The head of Christian Concern has called upon the Church of England's governing body to defend traditional marriage.

The Government is due to begin a consultation on redefining marriage from solely a union between one man and one woman to also including same-sex couples.

Andrea Minichiello Williams today challenged the Church of England's General Synod to take a stand for traditional marriage "before it is too late".

Williams, a Synod member, urged the Archbishops of Canterbury and York to authorise an emergency debate on the issue, noting that same-sex marriage was contrary to the Bible and the Book of Common Prayer.

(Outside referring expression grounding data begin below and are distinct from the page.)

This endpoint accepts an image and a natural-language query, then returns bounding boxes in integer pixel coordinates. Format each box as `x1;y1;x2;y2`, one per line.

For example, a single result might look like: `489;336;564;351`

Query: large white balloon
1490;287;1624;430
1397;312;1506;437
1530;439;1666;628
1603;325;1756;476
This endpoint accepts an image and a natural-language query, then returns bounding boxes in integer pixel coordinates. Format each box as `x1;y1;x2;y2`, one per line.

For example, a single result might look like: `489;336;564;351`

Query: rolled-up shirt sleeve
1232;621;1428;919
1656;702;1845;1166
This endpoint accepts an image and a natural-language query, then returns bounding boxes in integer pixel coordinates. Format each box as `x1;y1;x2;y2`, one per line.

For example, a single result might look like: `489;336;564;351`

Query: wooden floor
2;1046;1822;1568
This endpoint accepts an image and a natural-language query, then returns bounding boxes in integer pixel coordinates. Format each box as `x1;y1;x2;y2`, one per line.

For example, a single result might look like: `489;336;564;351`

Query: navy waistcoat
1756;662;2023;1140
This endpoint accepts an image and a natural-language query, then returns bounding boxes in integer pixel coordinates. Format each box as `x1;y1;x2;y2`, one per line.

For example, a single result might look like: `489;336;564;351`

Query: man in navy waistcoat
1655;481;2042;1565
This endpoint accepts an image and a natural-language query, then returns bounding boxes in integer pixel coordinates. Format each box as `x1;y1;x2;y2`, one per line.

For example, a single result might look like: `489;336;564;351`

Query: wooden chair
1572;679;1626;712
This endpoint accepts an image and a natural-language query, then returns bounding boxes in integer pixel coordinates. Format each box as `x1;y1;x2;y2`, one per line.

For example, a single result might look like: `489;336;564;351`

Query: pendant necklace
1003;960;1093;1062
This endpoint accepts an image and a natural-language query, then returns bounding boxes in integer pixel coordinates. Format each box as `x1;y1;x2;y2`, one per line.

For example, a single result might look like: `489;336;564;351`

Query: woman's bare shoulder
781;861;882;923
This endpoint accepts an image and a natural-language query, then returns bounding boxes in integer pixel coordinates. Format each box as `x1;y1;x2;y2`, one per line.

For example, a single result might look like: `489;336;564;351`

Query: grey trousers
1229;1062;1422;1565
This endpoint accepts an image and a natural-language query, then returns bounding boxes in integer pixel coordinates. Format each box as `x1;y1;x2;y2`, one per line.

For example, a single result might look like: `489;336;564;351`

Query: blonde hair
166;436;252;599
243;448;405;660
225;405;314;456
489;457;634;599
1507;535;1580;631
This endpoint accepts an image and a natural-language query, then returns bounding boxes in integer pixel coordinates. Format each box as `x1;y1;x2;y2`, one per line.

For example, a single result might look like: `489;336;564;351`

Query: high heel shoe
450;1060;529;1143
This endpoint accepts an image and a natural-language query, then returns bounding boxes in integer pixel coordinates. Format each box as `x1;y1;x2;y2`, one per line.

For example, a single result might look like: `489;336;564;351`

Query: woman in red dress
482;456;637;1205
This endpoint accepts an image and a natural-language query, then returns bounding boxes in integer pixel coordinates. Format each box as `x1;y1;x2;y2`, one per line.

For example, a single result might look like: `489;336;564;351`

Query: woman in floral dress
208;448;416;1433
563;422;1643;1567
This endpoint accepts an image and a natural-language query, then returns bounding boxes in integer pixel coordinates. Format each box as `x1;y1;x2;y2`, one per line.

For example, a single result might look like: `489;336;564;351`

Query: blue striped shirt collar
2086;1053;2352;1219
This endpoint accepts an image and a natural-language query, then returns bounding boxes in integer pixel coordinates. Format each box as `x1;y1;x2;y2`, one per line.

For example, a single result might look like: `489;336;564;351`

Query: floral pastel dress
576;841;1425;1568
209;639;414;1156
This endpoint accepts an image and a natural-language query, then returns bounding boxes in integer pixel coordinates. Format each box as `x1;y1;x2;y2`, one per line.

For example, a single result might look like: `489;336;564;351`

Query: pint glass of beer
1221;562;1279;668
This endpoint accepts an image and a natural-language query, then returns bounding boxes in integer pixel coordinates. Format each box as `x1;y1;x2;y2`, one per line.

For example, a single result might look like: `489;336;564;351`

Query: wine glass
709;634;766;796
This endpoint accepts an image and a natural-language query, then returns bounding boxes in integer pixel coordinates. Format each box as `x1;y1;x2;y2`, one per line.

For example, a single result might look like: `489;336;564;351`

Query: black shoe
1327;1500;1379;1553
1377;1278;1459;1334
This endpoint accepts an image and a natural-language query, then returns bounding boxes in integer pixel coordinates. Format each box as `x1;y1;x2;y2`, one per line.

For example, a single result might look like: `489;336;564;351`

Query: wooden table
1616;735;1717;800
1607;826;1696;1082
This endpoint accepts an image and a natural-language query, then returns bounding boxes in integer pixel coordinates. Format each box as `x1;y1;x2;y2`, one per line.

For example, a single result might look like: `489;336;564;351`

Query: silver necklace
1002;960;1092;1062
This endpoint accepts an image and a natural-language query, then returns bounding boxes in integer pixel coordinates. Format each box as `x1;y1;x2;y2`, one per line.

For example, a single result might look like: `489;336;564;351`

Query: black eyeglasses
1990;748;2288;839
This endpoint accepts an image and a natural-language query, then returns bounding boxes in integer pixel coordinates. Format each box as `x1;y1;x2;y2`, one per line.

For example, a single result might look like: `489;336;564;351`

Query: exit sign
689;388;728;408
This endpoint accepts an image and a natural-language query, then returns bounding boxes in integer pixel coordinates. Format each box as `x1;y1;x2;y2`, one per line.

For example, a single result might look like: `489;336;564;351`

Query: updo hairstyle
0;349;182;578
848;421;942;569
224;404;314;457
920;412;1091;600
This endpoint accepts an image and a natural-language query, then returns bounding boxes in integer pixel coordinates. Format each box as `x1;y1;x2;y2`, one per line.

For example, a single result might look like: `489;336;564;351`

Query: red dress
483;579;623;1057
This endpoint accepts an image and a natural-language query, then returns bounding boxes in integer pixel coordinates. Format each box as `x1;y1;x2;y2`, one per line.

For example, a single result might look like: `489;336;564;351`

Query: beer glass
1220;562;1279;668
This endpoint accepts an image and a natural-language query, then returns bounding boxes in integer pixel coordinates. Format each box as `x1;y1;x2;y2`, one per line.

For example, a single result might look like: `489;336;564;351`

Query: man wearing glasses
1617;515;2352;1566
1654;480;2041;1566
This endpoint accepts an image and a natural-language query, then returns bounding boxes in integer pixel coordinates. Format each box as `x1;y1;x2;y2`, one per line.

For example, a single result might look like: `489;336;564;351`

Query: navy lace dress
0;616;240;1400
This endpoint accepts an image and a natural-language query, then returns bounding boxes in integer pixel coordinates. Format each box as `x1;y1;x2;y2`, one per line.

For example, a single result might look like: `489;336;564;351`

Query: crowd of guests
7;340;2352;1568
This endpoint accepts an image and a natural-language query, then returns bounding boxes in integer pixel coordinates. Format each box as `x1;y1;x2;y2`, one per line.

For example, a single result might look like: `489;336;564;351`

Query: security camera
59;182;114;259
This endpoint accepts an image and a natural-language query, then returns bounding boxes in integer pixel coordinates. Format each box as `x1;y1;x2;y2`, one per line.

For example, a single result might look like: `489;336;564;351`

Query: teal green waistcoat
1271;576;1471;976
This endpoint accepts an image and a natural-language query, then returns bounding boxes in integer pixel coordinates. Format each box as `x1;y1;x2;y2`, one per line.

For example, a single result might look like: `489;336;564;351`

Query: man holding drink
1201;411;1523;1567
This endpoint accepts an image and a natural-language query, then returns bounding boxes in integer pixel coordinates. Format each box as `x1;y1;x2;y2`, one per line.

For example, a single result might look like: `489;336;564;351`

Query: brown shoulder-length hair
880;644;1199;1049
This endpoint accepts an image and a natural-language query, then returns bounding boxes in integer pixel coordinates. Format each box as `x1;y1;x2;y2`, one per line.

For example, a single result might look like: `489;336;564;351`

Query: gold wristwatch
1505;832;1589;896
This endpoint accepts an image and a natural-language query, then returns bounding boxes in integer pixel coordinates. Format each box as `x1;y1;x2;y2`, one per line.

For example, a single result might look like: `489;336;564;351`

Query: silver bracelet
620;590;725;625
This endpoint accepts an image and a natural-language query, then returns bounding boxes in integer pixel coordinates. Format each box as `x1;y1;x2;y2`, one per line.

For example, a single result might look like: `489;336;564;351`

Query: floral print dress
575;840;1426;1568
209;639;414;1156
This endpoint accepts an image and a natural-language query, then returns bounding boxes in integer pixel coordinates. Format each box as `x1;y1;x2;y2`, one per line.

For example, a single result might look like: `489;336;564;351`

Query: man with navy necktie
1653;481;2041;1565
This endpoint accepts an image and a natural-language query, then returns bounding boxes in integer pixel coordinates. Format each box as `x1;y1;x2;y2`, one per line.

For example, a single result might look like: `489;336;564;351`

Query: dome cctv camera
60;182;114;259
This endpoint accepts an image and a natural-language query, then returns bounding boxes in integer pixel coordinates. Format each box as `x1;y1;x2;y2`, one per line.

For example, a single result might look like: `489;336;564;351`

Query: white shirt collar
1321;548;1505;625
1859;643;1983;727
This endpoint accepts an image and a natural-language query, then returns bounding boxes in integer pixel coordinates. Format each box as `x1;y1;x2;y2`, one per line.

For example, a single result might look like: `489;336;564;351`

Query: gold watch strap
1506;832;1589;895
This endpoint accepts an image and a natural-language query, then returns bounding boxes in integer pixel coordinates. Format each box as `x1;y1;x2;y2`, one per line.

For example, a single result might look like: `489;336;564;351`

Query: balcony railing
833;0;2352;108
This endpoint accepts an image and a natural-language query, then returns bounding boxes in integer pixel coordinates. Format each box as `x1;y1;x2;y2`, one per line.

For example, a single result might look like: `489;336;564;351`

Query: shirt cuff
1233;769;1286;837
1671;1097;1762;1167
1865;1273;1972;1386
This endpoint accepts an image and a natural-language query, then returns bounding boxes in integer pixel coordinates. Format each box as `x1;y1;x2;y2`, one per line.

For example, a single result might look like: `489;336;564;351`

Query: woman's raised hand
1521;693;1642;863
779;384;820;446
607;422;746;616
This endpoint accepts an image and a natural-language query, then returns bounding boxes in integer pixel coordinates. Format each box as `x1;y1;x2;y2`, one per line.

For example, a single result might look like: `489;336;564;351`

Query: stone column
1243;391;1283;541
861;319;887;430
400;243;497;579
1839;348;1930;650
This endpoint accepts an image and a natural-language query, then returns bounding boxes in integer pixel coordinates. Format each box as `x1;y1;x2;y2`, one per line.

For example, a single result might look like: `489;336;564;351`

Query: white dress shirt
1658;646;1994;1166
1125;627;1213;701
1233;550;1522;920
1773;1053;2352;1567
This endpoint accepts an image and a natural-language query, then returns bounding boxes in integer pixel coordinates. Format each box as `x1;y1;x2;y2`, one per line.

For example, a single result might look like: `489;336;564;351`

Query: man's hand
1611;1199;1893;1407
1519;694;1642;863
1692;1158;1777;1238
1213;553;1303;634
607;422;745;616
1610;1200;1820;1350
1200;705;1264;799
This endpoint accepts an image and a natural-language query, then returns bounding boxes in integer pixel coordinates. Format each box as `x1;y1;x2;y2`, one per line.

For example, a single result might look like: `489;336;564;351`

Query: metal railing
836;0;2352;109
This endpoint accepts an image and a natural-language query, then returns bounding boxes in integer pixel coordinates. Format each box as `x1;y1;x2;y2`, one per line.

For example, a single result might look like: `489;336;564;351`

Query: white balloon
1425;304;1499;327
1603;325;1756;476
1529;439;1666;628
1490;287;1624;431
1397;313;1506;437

She submitted a Private Members Motion to the Synod asking that it "affirm the public doctrine of marriage, between a man and a woman, as set out in the Book of Common Prayer as the only basis for engagement with public policy on marriage and family life".

Addressing Synod, she said: “In Matthew 19 Jesus tells us categorically that marriage was ordained by God from the beginning of our creation as the union of one man and one woman and this relationship is a direct reflection of the relationship between Christ and the church – the bridegroom and the bride.

“If the national Church were to stand for marriage as traditionally defined then our Prime Minister would be defeated even before he began.

“Is it not the job of the established Church to hold government to account and not to let her stray from biblical precepts which are good not just for individuals but for communities and nations?”

Her plea comes after the Bishop of Salisbury, the Rt Rev Nicholas Holtam, expressed his support for a broadening of the definition of marriage to include gay couples.

He told The Times: “All of us have friends, families, relatives, neighbours who are, or who know somebody, in same sex partnerships.

“I’m no longer convinced [that marriage can only be between heterosexual people]. I think same-sex couples that I know who have formed a partnership have in many respects a relationship which is similar to a marriage and which I now think of as a marriage.

"And of course now you can’t really say that a marriage is defined by the possibility of having children.”